El Señor te restaurará
Toda la experiencia de Pedro: de la vergüenza de sus fracasos a través de la dulzura de su restauración, vemos la misericordia de Jesús en su amplia gama de expresión. Pedro fue misericordiosamente devastado y misericordiosamente restaurado. No era la experiencia de la misericordia lo que probablemente quería, pero era la misericordia que necesitaba. Y todo fue insondablemente amable, incluso en sus momentos más devastadores.
Todos nosotros, a nuestra manera única, necesitamos ser tan devastados por el amor misericordioso de Jesús. “El Señor disciplina al que ama” (Hebreos 12:6). Tal disciplina podría incluso implicar un «zarandeo» demoníaco, como sucedió con los discípulos.
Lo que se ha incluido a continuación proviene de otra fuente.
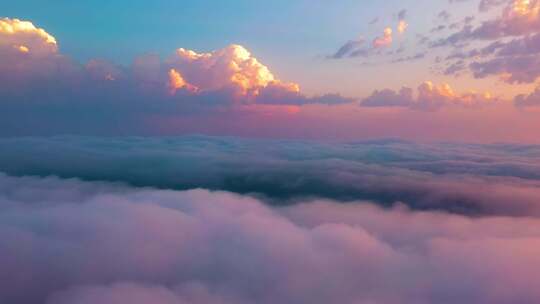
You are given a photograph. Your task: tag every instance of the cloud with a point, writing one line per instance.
(66, 241)
(433, 177)
(528, 100)
(513, 50)
(429, 97)
(385, 40)
(18, 36)
(44, 91)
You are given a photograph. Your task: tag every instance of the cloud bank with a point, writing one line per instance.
(465, 179)
(66, 241)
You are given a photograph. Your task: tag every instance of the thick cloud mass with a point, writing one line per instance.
(72, 242)
(466, 179)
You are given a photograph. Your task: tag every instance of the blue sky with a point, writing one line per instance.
(290, 36)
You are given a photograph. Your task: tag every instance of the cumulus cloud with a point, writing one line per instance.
(429, 96)
(479, 180)
(384, 40)
(39, 86)
(18, 36)
(356, 47)
(528, 100)
(66, 241)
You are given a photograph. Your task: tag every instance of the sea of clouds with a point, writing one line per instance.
(459, 178)
(206, 220)
(64, 241)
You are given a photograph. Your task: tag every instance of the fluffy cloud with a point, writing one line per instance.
(429, 96)
(356, 48)
(477, 180)
(41, 89)
(528, 100)
(514, 52)
(384, 40)
(23, 37)
(65, 241)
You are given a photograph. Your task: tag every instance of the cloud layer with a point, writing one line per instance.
(464, 179)
(66, 241)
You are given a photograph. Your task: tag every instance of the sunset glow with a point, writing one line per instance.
(270, 152)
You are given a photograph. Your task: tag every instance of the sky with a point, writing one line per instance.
(349, 70)
(300, 151)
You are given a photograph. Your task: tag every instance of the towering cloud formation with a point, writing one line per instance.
(32, 71)
(18, 36)
(233, 66)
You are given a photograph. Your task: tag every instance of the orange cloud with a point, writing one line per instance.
(402, 26)
(24, 37)
(385, 40)
(429, 96)
(233, 66)
(177, 82)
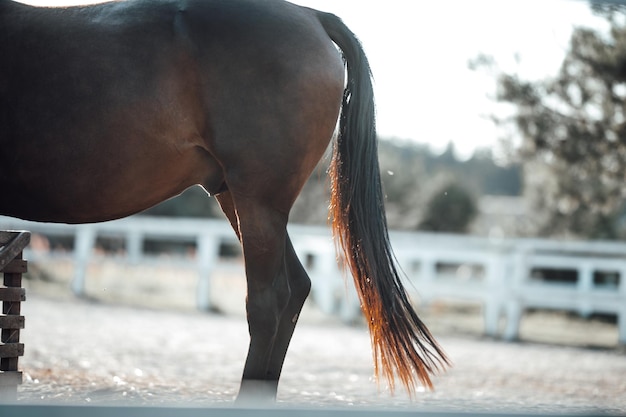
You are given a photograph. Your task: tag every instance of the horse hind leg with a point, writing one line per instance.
(277, 286)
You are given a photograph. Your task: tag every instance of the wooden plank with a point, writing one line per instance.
(10, 378)
(13, 247)
(12, 294)
(11, 350)
(16, 266)
(11, 322)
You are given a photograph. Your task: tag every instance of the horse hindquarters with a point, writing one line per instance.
(273, 119)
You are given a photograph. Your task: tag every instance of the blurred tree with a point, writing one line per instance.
(574, 124)
(451, 210)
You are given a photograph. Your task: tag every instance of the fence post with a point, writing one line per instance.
(621, 314)
(495, 299)
(207, 253)
(84, 241)
(134, 246)
(515, 302)
(11, 322)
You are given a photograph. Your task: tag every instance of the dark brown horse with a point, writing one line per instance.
(109, 109)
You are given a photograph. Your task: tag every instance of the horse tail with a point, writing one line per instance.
(401, 343)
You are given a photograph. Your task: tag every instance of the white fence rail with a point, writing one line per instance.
(506, 276)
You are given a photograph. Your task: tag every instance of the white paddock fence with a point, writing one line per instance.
(506, 276)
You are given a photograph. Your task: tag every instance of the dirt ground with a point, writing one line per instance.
(138, 339)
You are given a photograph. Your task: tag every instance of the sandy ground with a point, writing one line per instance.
(136, 341)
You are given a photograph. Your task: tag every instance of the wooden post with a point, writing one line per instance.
(11, 322)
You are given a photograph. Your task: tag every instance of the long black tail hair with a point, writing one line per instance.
(402, 345)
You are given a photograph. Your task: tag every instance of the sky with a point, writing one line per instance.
(419, 53)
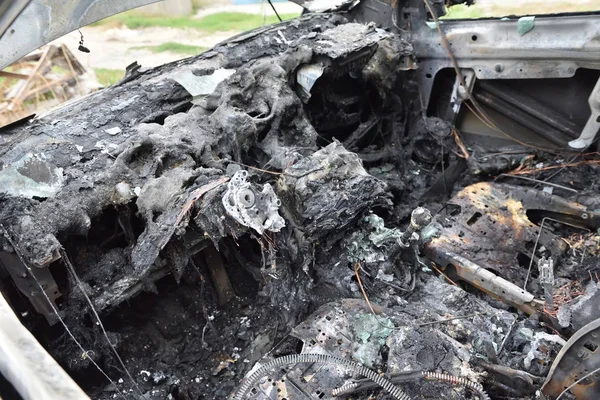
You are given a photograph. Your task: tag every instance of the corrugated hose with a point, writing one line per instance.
(353, 387)
(360, 369)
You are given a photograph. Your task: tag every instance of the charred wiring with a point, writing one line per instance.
(312, 210)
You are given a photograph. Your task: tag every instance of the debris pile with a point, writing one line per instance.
(297, 227)
(42, 80)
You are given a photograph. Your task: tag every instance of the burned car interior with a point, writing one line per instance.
(368, 201)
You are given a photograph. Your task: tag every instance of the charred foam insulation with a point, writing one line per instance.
(217, 230)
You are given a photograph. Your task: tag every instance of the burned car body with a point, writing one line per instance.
(345, 195)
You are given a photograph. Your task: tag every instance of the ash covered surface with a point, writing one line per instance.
(205, 230)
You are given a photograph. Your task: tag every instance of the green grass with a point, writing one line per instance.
(107, 77)
(173, 48)
(224, 21)
(537, 7)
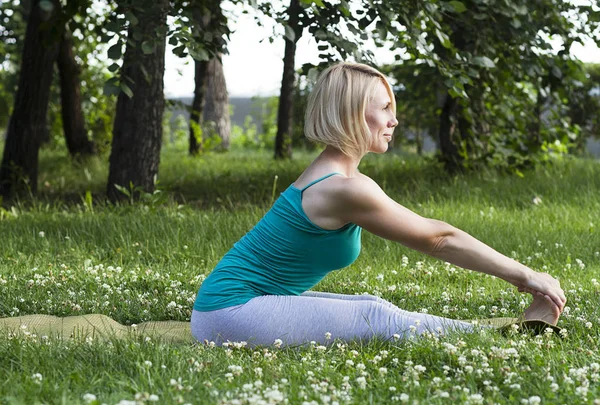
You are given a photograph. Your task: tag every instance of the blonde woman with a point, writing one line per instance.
(258, 292)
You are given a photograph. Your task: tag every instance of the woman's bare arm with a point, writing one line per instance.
(364, 203)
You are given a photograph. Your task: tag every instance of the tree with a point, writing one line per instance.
(323, 20)
(137, 133)
(27, 124)
(283, 141)
(209, 42)
(216, 110)
(496, 62)
(70, 94)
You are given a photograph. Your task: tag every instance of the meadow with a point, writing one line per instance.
(68, 252)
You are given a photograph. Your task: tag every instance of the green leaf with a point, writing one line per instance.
(199, 54)
(110, 87)
(127, 90)
(484, 61)
(556, 72)
(289, 33)
(131, 17)
(444, 39)
(147, 47)
(458, 6)
(114, 52)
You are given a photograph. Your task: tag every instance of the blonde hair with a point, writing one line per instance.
(335, 114)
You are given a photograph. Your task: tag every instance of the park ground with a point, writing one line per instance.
(68, 252)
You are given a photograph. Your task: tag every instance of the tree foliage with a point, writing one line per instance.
(505, 89)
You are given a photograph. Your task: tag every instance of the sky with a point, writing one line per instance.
(254, 68)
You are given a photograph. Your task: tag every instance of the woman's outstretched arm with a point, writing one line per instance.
(361, 201)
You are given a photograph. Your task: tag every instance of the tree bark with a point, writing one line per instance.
(27, 124)
(198, 107)
(283, 139)
(78, 143)
(216, 110)
(447, 133)
(137, 132)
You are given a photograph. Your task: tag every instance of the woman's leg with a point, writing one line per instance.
(301, 319)
(348, 297)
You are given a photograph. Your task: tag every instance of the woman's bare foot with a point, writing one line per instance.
(543, 308)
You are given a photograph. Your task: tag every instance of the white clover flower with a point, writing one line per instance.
(475, 399)
(420, 369)
(37, 378)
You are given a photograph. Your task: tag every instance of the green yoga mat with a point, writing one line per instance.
(104, 328)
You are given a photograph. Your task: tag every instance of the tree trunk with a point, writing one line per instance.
(19, 168)
(283, 139)
(137, 132)
(450, 156)
(216, 110)
(198, 107)
(70, 97)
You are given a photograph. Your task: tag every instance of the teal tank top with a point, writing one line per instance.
(284, 254)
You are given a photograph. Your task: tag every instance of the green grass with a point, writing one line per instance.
(62, 256)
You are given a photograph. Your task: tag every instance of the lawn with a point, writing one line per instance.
(69, 253)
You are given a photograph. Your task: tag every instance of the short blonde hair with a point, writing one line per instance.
(335, 114)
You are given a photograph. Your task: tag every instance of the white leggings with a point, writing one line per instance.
(313, 315)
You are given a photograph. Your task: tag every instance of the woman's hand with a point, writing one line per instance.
(545, 284)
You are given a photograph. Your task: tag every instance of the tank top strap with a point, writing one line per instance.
(319, 179)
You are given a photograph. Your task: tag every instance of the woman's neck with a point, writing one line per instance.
(344, 164)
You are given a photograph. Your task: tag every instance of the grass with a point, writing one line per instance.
(61, 255)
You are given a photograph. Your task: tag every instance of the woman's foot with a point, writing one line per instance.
(542, 308)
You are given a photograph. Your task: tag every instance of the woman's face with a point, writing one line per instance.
(381, 119)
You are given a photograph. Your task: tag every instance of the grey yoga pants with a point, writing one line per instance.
(310, 316)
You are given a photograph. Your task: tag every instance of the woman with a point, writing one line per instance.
(258, 292)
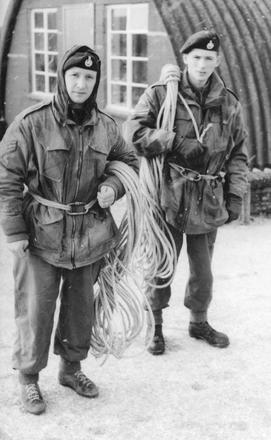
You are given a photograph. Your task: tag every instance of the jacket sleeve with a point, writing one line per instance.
(120, 151)
(141, 130)
(237, 164)
(13, 170)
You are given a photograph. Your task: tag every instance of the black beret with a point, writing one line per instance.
(207, 40)
(85, 60)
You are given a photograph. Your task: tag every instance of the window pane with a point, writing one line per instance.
(119, 70)
(139, 45)
(118, 45)
(119, 94)
(136, 93)
(52, 63)
(39, 41)
(140, 72)
(52, 21)
(119, 19)
(52, 42)
(52, 84)
(39, 20)
(139, 17)
(40, 83)
(39, 62)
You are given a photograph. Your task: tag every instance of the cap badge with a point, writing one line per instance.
(88, 62)
(210, 45)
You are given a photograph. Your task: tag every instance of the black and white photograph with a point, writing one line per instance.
(135, 219)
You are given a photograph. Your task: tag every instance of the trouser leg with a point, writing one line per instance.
(73, 334)
(36, 289)
(198, 292)
(159, 297)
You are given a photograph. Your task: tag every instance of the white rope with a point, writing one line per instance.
(158, 247)
(120, 302)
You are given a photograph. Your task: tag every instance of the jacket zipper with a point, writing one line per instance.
(79, 171)
(187, 208)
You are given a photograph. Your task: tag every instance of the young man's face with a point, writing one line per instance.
(200, 65)
(80, 83)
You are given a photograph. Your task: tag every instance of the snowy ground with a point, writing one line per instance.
(194, 391)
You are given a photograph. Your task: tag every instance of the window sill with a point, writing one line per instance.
(40, 96)
(118, 111)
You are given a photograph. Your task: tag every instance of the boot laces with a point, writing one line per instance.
(83, 379)
(32, 392)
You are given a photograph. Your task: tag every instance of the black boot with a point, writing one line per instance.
(70, 375)
(32, 398)
(203, 330)
(158, 343)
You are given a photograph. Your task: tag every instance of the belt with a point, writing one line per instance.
(194, 176)
(73, 208)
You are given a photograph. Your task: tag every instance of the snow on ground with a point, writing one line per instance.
(194, 391)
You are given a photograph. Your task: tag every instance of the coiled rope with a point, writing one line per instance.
(120, 303)
(159, 251)
(146, 245)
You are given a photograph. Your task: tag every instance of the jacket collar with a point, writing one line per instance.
(93, 119)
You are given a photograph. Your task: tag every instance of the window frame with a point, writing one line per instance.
(129, 58)
(45, 30)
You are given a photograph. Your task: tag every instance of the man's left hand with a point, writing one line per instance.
(106, 196)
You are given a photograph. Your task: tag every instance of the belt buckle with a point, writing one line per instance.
(192, 175)
(77, 208)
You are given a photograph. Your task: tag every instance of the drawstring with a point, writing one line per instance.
(199, 136)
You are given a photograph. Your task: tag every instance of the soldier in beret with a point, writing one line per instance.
(204, 175)
(60, 228)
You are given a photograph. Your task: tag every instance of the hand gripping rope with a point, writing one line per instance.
(159, 252)
(120, 304)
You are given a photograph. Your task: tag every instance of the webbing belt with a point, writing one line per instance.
(73, 208)
(194, 176)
Pero el Señor sabe lo que necesitamos y pretende darnos lo que finalmente nos llenará de su alegría (Juan 15:11) y nos hará fructíferos (Juan 15:5).
La dolorosa y humillante experiencia de Pedro no solo modeló este tipo de misericordia para nosotros, sino que también lo equipó maravillosamente para pastorearnos a través de nuestras experiencias de la devastadora misericordia de Jesús. A cualquiera que haya sido humillado de manera similar, le promete en 1 Pedro 5:10,
Después de que hayáis padecido un poco de tiempo, el Dios de toda gracia, que os llamó a su gloria eterna en Cristo, os él mismo os restaurará, confirmará, fortalecerá y establecerá.